Playcounts

Musium can compute playcounts from the listens table in its database. With this we can rank the most popular artists, albums, and tracks over various time windows. However, naively counting the number of listens in a particular time window (what Last.fm does for example) leads to a popularity metric that doesn’t quite reflect our perception of popularity. This document motivates an alternative counting method used by Musium.

Exponential decay

Playcounts can be interesting on different time scales. For example, just because you listened to a lot of emo music as a teenager doesn’t mean that this should continue to dominate your top artists forever. We can also compare the rank of artists on different time scales to identify new risers or forgotton classics.

One way to achieve this is to count all listens that fall in a given time window. There are two issues with this approach:

  • Popularity over time can vary abrubtly. If I listen to an artist on one day, it remains among the top of my 30d most listened artists, until it falls out of the range and suddenly has popularity zero.
  • It is challenging to compute incrementally with a single pass over the data.

An alternative is to count listens with exponential decay, with different half-lives for different time scales. For a 30d half-life, if I listened to an artist one month ago, the count evaluated now would be half of what it was that day. In three months (four months after listening), the count would be 6% of the original count.
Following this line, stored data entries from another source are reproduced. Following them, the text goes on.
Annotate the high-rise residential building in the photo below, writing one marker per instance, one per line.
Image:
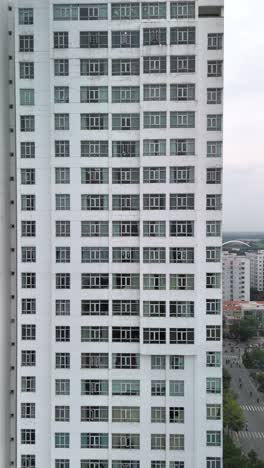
(116, 179)
(236, 277)
(256, 269)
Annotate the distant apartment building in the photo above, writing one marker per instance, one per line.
(256, 269)
(236, 277)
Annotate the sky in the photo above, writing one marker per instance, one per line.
(244, 116)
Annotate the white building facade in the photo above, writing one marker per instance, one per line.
(117, 188)
(236, 277)
(256, 269)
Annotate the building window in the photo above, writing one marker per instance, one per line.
(158, 387)
(126, 414)
(155, 201)
(154, 281)
(213, 412)
(94, 94)
(125, 202)
(94, 202)
(28, 332)
(62, 440)
(61, 67)
(94, 121)
(154, 175)
(158, 442)
(125, 361)
(26, 43)
(158, 414)
(154, 335)
(215, 68)
(155, 64)
(28, 384)
(93, 67)
(25, 16)
(26, 70)
(215, 41)
(182, 10)
(213, 359)
(94, 228)
(182, 120)
(182, 35)
(213, 306)
(177, 389)
(154, 228)
(28, 228)
(158, 362)
(28, 280)
(62, 306)
(125, 307)
(63, 280)
(94, 334)
(95, 281)
(125, 281)
(27, 97)
(125, 93)
(63, 228)
(125, 149)
(61, 94)
(125, 67)
(182, 63)
(62, 175)
(61, 40)
(28, 436)
(61, 121)
(62, 387)
(28, 461)
(126, 441)
(176, 441)
(213, 462)
(154, 36)
(94, 39)
(213, 333)
(214, 122)
(94, 149)
(28, 358)
(125, 39)
(213, 439)
(62, 201)
(185, 147)
(182, 175)
(125, 228)
(181, 255)
(128, 11)
(154, 255)
(126, 387)
(213, 280)
(94, 387)
(27, 123)
(181, 336)
(125, 175)
(62, 413)
(153, 10)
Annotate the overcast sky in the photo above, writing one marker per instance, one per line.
(244, 116)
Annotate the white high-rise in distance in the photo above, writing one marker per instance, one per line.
(116, 181)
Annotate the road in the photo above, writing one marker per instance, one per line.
(248, 397)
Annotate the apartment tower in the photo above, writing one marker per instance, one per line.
(115, 150)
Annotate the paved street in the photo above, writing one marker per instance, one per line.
(250, 400)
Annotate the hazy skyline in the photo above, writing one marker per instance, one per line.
(243, 128)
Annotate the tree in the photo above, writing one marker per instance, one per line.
(245, 329)
(234, 419)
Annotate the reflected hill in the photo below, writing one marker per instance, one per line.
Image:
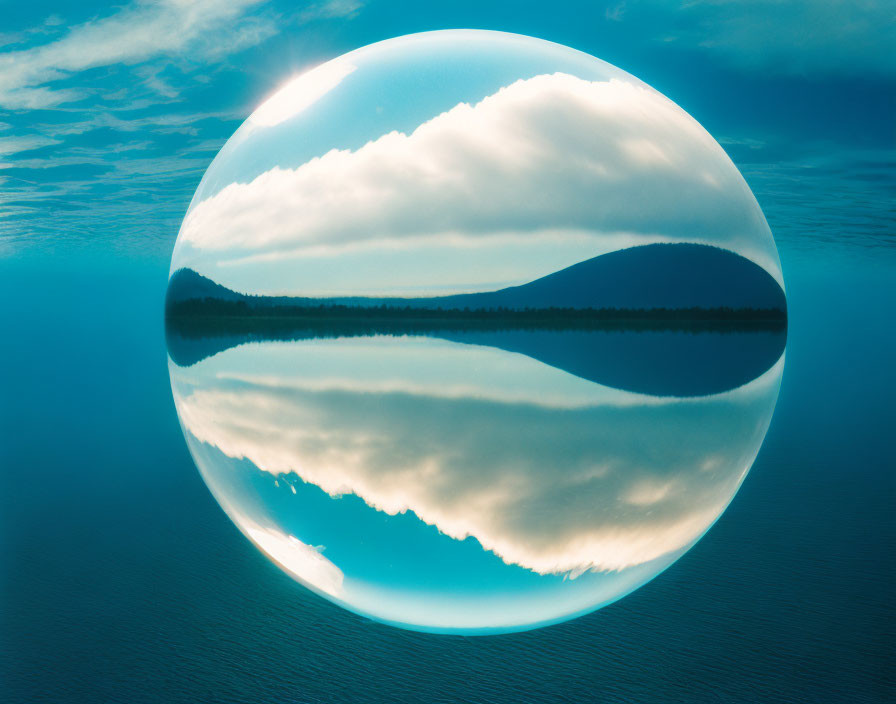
(693, 321)
(677, 281)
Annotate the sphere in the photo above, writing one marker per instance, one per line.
(472, 333)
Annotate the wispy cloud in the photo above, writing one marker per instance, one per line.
(24, 143)
(136, 33)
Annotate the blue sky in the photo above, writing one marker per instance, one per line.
(110, 114)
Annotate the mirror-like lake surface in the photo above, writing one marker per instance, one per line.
(460, 487)
(123, 580)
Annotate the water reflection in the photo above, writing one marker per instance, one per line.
(472, 332)
(492, 481)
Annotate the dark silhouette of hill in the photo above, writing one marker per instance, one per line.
(659, 276)
(707, 320)
(673, 361)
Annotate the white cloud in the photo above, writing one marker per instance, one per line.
(557, 490)
(552, 156)
(305, 562)
(138, 32)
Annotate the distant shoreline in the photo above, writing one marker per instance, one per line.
(202, 317)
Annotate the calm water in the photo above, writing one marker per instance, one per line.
(123, 580)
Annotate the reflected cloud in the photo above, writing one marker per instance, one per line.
(606, 481)
(304, 562)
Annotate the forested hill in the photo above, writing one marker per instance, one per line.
(650, 277)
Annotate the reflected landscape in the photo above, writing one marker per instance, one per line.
(488, 359)
(454, 485)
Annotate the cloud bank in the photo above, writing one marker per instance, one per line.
(554, 490)
(554, 161)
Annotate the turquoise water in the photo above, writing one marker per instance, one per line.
(122, 579)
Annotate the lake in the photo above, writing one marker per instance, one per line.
(124, 581)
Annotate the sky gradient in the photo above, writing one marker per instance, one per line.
(109, 116)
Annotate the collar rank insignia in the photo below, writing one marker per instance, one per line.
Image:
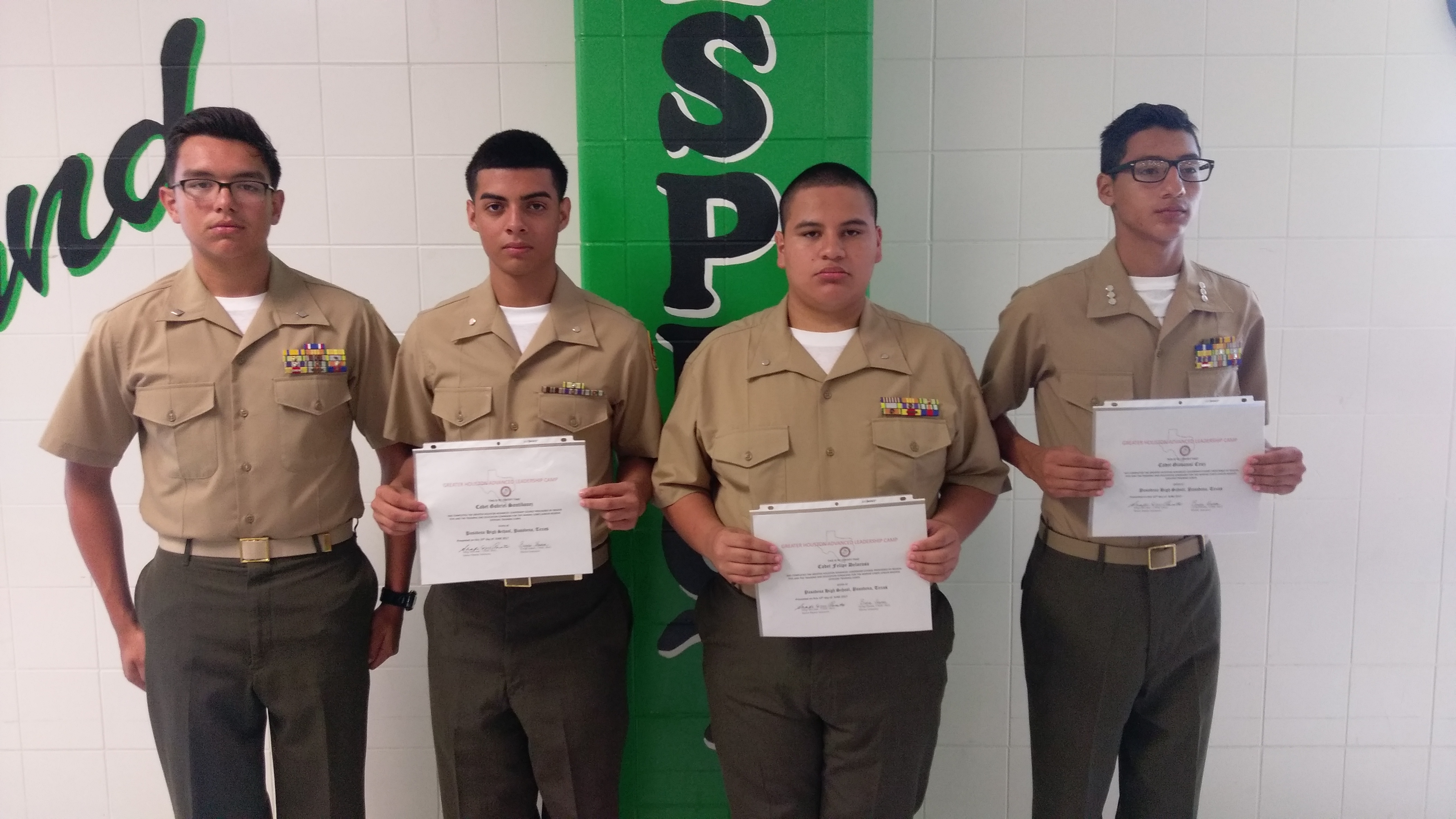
(313, 358)
(574, 389)
(1219, 351)
(923, 408)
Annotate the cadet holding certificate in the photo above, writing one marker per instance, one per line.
(1122, 633)
(506, 508)
(825, 396)
(528, 674)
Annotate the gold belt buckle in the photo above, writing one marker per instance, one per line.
(244, 552)
(1173, 556)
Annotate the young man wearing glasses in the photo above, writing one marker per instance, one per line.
(1122, 642)
(528, 675)
(244, 380)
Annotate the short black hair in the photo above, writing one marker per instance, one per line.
(1140, 118)
(826, 175)
(517, 149)
(225, 124)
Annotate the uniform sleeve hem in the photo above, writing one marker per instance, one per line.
(667, 495)
(81, 454)
(988, 484)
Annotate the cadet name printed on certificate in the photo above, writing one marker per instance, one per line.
(844, 568)
(1177, 466)
(500, 510)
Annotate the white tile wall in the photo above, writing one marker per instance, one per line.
(1333, 123)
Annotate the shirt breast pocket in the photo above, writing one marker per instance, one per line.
(1213, 382)
(181, 430)
(313, 420)
(465, 412)
(753, 464)
(909, 454)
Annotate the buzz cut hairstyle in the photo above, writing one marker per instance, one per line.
(223, 124)
(517, 149)
(826, 175)
(1140, 118)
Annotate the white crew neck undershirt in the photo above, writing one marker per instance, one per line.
(825, 348)
(1157, 292)
(525, 322)
(242, 309)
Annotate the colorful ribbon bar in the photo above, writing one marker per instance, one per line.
(313, 358)
(1221, 351)
(574, 389)
(921, 408)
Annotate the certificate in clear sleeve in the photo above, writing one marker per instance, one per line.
(844, 568)
(506, 508)
(1177, 466)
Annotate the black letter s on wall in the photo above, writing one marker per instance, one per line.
(689, 56)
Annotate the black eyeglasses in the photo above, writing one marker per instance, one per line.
(1157, 169)
(242, 190)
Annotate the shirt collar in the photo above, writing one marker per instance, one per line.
(874, 345)
(570, 318)
(1109, 273)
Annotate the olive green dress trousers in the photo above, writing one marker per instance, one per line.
(834, 728)
(528, 693)
(234, 648)
(1122, 668)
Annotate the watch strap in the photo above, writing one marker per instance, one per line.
(402, 600)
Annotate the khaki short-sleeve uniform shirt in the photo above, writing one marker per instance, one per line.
(1084, 337)
(236, 440)
(461, 377)
(756, 421)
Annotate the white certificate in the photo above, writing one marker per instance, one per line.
(503, 510)
(844, 568)
(1177, 466)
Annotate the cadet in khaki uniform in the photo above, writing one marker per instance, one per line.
(1122, 635)
(791, 405)
(244, 380)
(528, 677)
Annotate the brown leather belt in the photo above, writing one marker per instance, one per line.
(260, 549)
(1155, 558)
(599, 559)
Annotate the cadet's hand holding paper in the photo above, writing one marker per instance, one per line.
(503, 508)
(844, 568)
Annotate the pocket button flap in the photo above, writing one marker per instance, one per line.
(313, 395)
(911, 437)
(462, 405)
(750, 447)
(171, 405)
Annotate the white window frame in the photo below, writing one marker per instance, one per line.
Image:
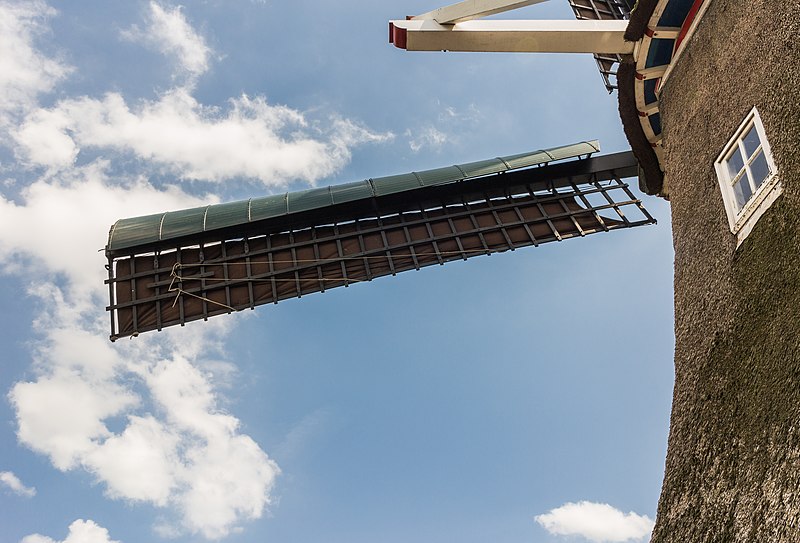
(743, 220)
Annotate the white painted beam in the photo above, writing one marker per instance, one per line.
(473, 9)
(512, 36)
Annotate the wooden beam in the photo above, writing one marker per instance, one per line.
(512, 36)
(473, 9)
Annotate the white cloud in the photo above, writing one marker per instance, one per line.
(170, 33)
(10, 480)
(450, 123)
(596, 522)
(57, 220)
(427, 137)
(80, 531)
(145, 418)
(251, 139)
(24, 71)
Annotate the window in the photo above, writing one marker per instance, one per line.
(747, 176)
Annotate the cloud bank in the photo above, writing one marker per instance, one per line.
(12, 482)
(80, 531)
(596, 522)
(145, 418)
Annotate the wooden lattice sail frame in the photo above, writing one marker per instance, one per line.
(176, 267)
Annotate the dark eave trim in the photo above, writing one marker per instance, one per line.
(651, 178)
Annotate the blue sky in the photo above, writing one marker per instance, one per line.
(520, 397)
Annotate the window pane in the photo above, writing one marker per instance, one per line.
(742, 191)
(759, 169)
(735, 163)
(751, 141)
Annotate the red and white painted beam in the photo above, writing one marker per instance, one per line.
(473, 9)
(511, 36)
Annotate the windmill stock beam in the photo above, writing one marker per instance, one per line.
(511, 36)
(473, 9)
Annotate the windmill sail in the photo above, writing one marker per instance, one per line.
(176, 267)
(601, 10)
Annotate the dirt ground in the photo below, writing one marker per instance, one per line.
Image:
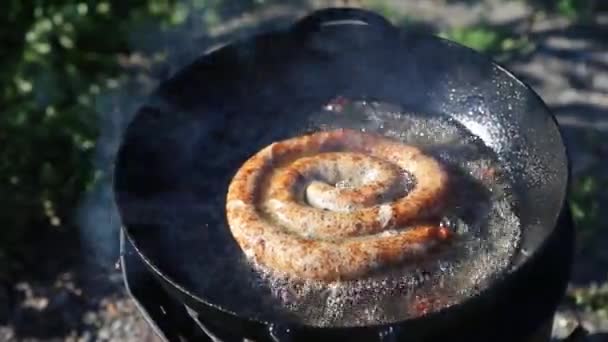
(77, 295)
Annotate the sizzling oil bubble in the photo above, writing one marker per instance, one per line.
(479, 210)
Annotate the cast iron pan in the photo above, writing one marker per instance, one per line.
(262, 89)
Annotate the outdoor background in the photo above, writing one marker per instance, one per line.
(73, 72)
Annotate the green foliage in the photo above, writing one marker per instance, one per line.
(57, 58)
(593, 298)
(488, 39)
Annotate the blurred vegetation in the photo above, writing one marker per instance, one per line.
(57, 57)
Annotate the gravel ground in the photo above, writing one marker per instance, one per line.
(569, 69)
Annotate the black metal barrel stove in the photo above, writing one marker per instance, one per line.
(173, 170)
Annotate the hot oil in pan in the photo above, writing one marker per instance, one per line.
(480, 210)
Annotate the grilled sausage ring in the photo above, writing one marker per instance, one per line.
(336, 205)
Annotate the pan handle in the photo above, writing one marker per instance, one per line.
(342, 16)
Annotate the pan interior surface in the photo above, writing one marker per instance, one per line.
(181, 152)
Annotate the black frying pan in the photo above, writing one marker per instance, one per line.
(173, 166)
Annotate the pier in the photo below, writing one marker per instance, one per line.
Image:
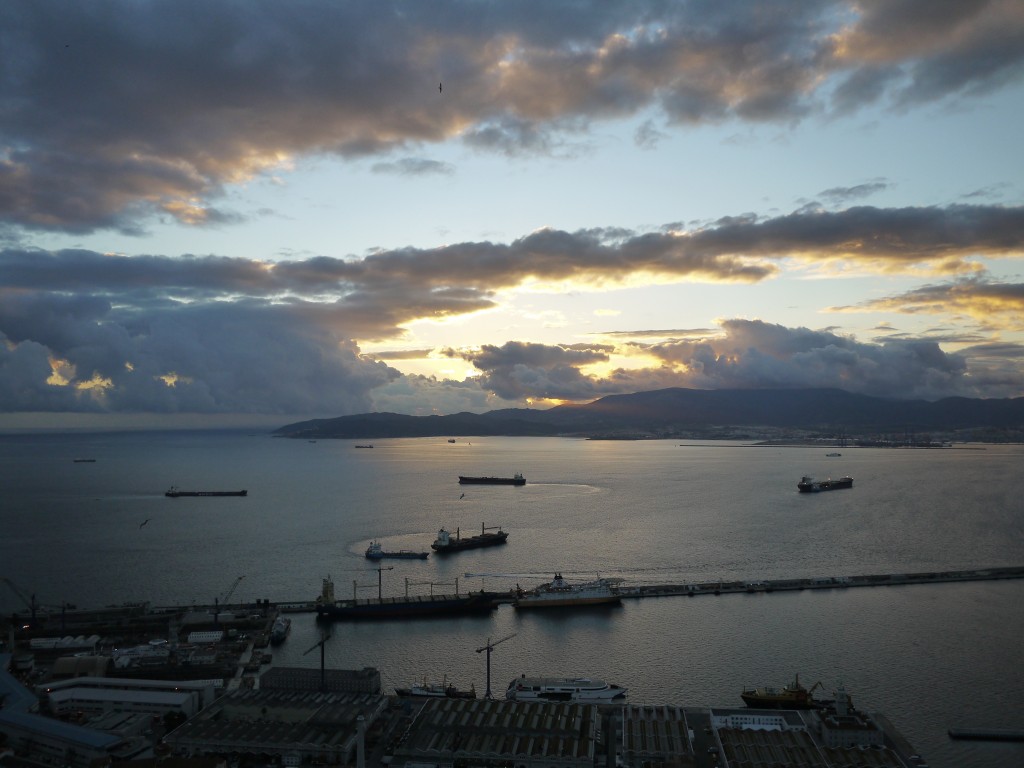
(764, 586)
(820, 583)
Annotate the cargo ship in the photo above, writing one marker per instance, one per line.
(516, 479)
(810, 485)
(376, 552)
(436, 690)
(418, 606)
(792, 696)
(487, 538)
(583, 689)
(560, 594)
(174, 493)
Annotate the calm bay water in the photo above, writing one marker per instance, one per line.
(929, 656)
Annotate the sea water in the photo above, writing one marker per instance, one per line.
(929, 656)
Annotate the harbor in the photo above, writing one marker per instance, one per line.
(760, 586)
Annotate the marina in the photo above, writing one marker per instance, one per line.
(664, 517)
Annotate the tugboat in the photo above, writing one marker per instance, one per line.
(810, 485)
(376, 552)
(444, 543)
(792, 696)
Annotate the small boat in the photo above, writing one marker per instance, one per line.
(435, 690)
(583, 689)
(444, 543)
(516, 479)
(810, 485)
(792, 696)
(174, 493)
(560, 594)
(376, 552)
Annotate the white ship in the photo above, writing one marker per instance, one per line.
(156, 651)
(560, 593)
(583, 689)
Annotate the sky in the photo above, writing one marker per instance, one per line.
(254, 212)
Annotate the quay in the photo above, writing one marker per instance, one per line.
(986, 734)
(762, 586)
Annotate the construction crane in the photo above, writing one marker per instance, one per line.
(33, 606)
(488, 647)
(321, 644)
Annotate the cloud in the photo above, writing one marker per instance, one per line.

It no longer contributes significantly, but popularity also does not drop to zero abrubtly.

Exponential decay can be implemented efficiently and updated on the fly when new listens come in.

Leaky bucket rate limiting

For track playcounts, counting every listen with a weight of 1.0 is appropriate. But for albums and artists, counting every time we listen to a track with a weight of 1.0 leads to a skewed sense of popularity:

  • If you listen to both The Dark Side of the Moon and Wish You Were Here by Pink Floyd in full, then the former would seem twice as popular as the latter, because it has 10 tracks and the latter only 5, even though you listened to both albums once.
  • If on the other hand we counted by listening time, then Wish You Were Here would seem slightly more popular, because its running time is longer than The Dark Side of the Moon.
  • If in a given week you listen to those two albums by Pink Floyd on one day, but you also listen to Billie Eilish’ new single every day, then Pink Floyd would seem more than twice as popular as Billie Eilish, with 15 listens vs. 7. In one sense this is appropriate, you spent more time listening to Pink Floyd than to Billie Eilish. But on the other hand, Billie Eilish is a recurring obsession that you listened to all week, while you only listened to Pink Floyd on one day.

So while total time spent listening (for which track playcounts are a reasonable approximation) is an important aspect of popularity, it doesn’t reflect well how often you listen to that artist or album. We need something closer to “number of days on which we listened to …”.

To strike a balance, we can apply rate limiting to album and artist playcounts. If you haven’t listened to the artist for some time, the next play counts as a full play, but if you are continuously listening, this is part of the same session, and new listens in the same session should not get full weight. One way to implement this rate limiting is with a leaky bucket. Every play consumes a count of 1.0 from the bucket, but if less is available in the bucket, then we count less. The bucket fills back up at a time scale that is long enough to not double-count the same session, but short compared to the exponential decay half-life. For example, we might give albums an initial capacity of 2.0, and refill to 2.0 in 8 hours. This way, if you listen a full album in one session, whether it has only a few tracks or dozens, either would count as roughly 2.0. But if you listen to the same album 8 hours later, it would count as another full listen. Taking an initial capacity of 2.0 ensures that when we listen to multiple tracks — really listening to the album, in some sense — the album is counted with more weight than when we happen to play that album because we were playing singles, one track from many different albums.